By: Jonathan Knutson, Agweek
Larry Case can teach you a thing or two about agriculture. Literally.
Case is National FFA Organization adviser, making him the nation’s top agricultural education official.
The Missouri farm boy, who’s set to retire at year’s end, has seen a major evolution in agriculture and his organization since he took the top job in 1984.
“There’s a big change toward technical content, more science and technology,” Case says.
The organization’s longstanding focus on production agriculture remains, but isn’t as dominant as it once was, he says.
FFA still helps future farmers and ranchers. It also prepares members for careers in everything from sales to research.
Case, 67, played a key role in FFA’s transformation.
He grew up a small livestock farm in Missouri and joined FFA in seventh grade. His rural high school had only 43 students.
The farm didn’t generate much income and other family members wanted to farm, so farming wasn’t an option for him, Case says.

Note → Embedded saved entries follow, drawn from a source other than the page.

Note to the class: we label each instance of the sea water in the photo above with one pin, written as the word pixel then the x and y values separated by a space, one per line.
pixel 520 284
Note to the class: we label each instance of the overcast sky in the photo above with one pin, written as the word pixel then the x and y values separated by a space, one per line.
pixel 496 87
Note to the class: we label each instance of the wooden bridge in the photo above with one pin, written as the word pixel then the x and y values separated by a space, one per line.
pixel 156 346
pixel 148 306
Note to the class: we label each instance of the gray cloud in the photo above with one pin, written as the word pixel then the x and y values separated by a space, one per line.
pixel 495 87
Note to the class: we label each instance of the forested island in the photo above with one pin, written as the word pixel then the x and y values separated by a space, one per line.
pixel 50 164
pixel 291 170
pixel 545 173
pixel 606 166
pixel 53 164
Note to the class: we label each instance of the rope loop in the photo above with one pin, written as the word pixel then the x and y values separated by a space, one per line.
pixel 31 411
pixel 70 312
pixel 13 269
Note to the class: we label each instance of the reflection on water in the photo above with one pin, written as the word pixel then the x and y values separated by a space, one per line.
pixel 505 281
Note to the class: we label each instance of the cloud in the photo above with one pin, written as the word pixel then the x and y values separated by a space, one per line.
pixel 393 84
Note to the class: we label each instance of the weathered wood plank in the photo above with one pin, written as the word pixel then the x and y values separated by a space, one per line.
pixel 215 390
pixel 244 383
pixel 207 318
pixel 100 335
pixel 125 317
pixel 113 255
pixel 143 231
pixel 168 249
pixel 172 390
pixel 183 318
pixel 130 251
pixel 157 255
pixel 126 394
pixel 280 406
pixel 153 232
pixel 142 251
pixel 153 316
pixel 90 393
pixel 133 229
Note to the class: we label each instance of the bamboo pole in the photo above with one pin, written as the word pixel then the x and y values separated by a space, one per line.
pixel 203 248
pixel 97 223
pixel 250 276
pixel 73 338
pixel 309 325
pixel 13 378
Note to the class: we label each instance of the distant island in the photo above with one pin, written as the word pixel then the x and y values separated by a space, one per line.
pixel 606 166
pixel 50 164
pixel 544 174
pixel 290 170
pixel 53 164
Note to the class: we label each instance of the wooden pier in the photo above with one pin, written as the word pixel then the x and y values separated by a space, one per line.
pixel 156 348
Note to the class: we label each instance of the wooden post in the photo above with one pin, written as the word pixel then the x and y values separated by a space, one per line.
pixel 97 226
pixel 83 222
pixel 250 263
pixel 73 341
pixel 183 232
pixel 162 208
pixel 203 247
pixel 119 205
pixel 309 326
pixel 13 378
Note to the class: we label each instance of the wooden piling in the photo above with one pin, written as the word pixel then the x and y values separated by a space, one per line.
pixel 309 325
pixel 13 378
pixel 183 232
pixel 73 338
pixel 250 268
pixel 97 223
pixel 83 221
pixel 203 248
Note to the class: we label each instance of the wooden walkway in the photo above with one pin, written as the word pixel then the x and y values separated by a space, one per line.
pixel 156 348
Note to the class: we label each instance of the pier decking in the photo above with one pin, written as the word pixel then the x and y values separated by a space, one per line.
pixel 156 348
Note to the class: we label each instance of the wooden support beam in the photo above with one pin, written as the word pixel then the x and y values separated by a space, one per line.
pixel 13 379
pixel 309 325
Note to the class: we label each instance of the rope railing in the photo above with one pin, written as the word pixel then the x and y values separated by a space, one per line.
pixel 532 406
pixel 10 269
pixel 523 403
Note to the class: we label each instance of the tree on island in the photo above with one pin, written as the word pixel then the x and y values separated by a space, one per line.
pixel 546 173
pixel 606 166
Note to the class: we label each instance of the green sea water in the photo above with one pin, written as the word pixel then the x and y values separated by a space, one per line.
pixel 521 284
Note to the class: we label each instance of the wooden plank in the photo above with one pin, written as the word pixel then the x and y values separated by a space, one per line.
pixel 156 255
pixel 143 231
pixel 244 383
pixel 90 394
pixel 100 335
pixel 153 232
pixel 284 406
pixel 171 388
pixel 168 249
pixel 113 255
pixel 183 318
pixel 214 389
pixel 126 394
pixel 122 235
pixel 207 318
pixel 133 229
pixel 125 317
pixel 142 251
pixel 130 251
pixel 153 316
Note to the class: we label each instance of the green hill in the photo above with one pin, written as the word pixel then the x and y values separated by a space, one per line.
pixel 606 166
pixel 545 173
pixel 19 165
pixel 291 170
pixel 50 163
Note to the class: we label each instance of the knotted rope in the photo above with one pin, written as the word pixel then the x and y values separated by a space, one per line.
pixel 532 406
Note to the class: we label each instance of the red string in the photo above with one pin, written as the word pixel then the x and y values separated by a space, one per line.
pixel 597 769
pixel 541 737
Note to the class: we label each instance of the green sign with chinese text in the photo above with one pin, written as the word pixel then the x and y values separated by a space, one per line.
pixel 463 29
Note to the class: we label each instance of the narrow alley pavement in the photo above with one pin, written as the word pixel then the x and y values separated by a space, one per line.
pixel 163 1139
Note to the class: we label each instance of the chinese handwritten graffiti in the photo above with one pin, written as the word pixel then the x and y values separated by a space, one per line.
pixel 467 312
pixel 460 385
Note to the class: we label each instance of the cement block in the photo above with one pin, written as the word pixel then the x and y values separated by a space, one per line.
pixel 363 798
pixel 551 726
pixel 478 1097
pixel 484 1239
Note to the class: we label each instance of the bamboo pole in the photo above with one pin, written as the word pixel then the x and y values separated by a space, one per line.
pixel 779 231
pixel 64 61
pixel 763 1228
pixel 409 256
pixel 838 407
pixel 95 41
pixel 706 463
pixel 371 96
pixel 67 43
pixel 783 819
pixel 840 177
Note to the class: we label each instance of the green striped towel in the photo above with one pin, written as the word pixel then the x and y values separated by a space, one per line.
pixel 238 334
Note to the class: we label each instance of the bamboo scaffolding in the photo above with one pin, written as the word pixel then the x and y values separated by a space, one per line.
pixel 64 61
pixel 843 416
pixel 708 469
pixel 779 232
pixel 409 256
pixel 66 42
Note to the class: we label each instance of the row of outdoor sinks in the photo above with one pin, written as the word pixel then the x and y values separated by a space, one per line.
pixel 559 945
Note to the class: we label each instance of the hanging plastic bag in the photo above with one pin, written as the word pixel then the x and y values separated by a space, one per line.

But Case made his career in agriculture anyway.
In 1966, he began teaching ag education at a rural high school in Missouri. Over time, he assumed greater responsibilities at the local, district and state levels. He served as the Missouri director for vocational and ag education for seven years.
He took over national leadership of what then was the Future Farmers of America in 1984. The organization took the National FFA Organization banner in 1988, though it usually refers to itself as FFA.
The 1980s weren’t an easy time for the organization. It was losing membership, reflecting the nationwide trend of fewer and bigger farms. With fewer farm kids as potential members, FFA needed to change with the times.
As National FFA Organization leader, Case “guided creation of a strategic plan and a strong management team” that lead to “tremendous membership growth and educational innovation,” according to the U.S. Department of Education news release announcing Case’s retirement.
FFA reached a record-high 523,00 members nationally this year.
Case is based in Arlington, Va., close to the U.S. Department of Education in Washington, which provides leadership and helps to set direction for the FFA.
Most of the National FFA Organization’s daily operations are conducted in offices in Indianapolis.
Case, for his part, says the changes in his 26 years in the top spot reflect FFA’s determination to remain relevant to the needs of young Americans.
He’s optimistic FFA will continue to evolve as necessary.
He offers this advice for young people: “Find out what you’re interested in, what you’re passionate about, and do it.”